Voici ce qui se passe dans la scène post-crédits de Zombieland 2 (y compris * ce * [SPOILER] camée)

Zombieland : appuyez deux fois est déjà assez méta grâce au travail de voix off délicieusement drôle de Jesse Eisenberg brisant le quatrième mur et se moquant même de The Walking Dead. La scène post-crédits de Zombieland: Double Tap, cependant, la fait basculer en… introduisant littéralement une scène avec [SPOILER] pour plaire aux fans.





Mais, avant de plonger dans le territoire des spoilers, ceux qui n'ont pas vu Zombieland voudront savoir si cela vaut la peine d'attendre le générique. Il y a, nous pouvons le confirmer, une scène à mi-crédits et une scène post-crédits, ce qui nécessite une attente un peu plus longue. Honnêtement, la scène de mi-crédits est l'endroit où se trouve la véritable action et, chuchotez-le, pourrait être l'une des meilleures séquences étendues de toute la franchise.

Attention : la suite de cet article contient des spoilers pour Zombieland : Double Tap.
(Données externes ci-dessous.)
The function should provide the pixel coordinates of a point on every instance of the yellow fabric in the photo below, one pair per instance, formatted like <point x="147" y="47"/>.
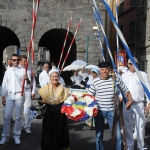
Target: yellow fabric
<point x="79" y="106"/>
<point x="47" y="93"/>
Tu as été prévenu.

Alors, qui était cet acteur légendaire de la scène des mi-crédits ? Oui, c'était Bill Murray qui revenait dans la franchise après avoir fait un virage mémorable dans l'original de 2009. Voici ce qui se passe au cas où vous l'auriez manqué.



The Zombieland: Double Tap scènes post-génériques

Zombieland Double Tap scène post-générique

(Crédit photo : Sony Pictures)

Cette scène post-crédits revient au jour zéro, le premier jour de l'épidémie de zombies en 2009. C'est le seul moyen de se faufiler dans Murray (qui joue une version de lui-même) après avoir été accidentellement tué par Columbus d'Eisenberg dans le Zombieland original. .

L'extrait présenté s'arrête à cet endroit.